People of color call this “doing the work”. Ideally that work is aided by finding persons of color to mentor or walk with us. However, they are not obligated to say ‘yes’ to our invitation. For good reason. Working with culturally underdeveloped middle-aged white people on culture work is exhausting. Also, there is a lot of middle-aged white men, too many for folks of color to work with. So we need to do our work; read marginalized voices, listen to podcasts, watch the documentaries. With content as ubiquitous as it is, there is no reason we cannot make strides by getting some understandings of the real lived experience and internal conversations from communities of color.

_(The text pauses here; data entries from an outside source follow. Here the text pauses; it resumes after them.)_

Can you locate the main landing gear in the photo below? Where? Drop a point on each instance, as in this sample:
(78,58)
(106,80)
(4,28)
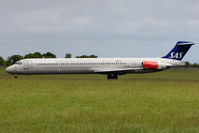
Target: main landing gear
(110,76)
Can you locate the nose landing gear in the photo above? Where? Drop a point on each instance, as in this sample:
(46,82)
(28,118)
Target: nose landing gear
(112,76)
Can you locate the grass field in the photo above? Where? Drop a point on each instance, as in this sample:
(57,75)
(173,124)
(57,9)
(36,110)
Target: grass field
(156,103)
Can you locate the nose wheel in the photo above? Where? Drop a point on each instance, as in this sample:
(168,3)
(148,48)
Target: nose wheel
(112,76)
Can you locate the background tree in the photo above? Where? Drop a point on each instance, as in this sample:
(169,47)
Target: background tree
(13,59)
(68,55)
(49,55)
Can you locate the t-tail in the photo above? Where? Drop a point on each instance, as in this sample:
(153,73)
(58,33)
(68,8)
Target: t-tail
(179,51)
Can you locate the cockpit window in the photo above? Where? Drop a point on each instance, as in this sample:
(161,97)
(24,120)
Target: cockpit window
(18,62)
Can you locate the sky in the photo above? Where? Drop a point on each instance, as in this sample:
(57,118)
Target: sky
(106,28)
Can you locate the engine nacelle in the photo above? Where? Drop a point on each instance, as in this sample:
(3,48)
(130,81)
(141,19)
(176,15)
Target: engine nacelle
(155,65)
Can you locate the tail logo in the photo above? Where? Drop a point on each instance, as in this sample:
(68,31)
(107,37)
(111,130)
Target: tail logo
(176,55)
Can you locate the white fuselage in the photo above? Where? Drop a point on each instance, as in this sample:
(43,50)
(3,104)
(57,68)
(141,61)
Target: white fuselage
(89,66)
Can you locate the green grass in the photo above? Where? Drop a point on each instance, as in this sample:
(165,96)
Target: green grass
(158,102)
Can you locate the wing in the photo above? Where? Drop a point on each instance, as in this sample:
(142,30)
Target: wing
(119,71)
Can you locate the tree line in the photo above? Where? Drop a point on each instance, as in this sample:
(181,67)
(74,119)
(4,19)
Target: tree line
(14,58)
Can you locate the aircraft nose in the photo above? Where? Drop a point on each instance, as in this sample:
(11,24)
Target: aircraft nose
(9,69)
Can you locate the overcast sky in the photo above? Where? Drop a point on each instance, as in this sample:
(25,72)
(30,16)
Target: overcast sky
(107,28)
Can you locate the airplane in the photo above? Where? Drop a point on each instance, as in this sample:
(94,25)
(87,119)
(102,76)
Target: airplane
(112,67)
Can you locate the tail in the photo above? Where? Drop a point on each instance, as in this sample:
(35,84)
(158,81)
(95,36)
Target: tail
(179,51)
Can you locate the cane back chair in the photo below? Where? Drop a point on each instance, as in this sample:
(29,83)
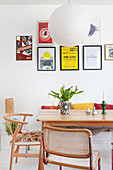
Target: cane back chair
(21,139)
(70,148)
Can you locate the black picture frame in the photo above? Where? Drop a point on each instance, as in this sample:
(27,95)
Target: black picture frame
(99,47)
(66,56)
(46,63)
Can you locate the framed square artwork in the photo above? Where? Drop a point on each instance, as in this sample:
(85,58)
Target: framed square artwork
(24,47)
(108,51)
(69,58)
(46,58)
(92,57)
(43,35)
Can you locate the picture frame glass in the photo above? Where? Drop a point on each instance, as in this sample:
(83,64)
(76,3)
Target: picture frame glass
(24,47)
(92,57)
(46,58)
(69,58)
(109,52)
(43,35)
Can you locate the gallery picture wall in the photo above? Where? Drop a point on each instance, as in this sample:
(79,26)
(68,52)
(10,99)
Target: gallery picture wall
(69,56)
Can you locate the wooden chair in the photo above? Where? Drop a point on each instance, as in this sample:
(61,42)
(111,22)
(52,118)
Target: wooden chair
(22,139)
(69,148)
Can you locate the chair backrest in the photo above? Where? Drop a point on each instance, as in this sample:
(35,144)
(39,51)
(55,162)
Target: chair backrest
(75,143)
(19,124)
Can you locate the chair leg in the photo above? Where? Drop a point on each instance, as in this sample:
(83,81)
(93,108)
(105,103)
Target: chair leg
(60,167)
(17,152)
(41,164)
(99,166)
(112,158)
(12,152)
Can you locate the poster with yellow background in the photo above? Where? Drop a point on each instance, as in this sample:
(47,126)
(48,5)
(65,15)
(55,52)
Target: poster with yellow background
(69,58)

However, one of the things we have been enculturated to believe is that we can be an expert on something after doing it just once. We must fight off the temptation to ever see ourselves as a more of an authoritative voice on cultural matters than the people of color around us. At best hold the position that “I know enough to be dangerous.”
In closing I want to change the variable for a minute. Let’s imaging we wanted to start, lead or be active in a ministry related to veterans’ justice. Veterans are disproportionately impacted by homelessness, mental health challenges in the form of PTSD, marital struggles, etc. No matter what you do, no matter how much research you do, no matter how many informational interviews you do; you will never be more qualified than a lived veteran to speak into what is best for veterans. You have never struggled with the VA, never tried to go back to “life as normal”, etc.
Now, you may be reading this thinking, ‘no kidding’.
I would propose it is the same for ecclesial, justice, and culture work. Our organizations will probably never be multicultural with our privilege driving decisions. Our nonprofit will rarely reach its full missional impact with our privileged ideology making policy and strategic direction. Our churches will hardly ever cross the race divide with us as its senior leaders. We have never been veterans. We have only ever been civilians.
I know this can be tough to read. Nothing in the US American lived experience has set us up for success in this. Resist the temptation to see the work of ecclesiology or justice as “passed you by” or “too hard”. The world desperately needs better white people. The time is now to tell one another the truth. Hold on to one another as we learn a new posture together. We have to grow. As we do, we live into a more diverse and just field of work and ministry that begins with ‘doing the work’ ourselves and being transparent about the journey.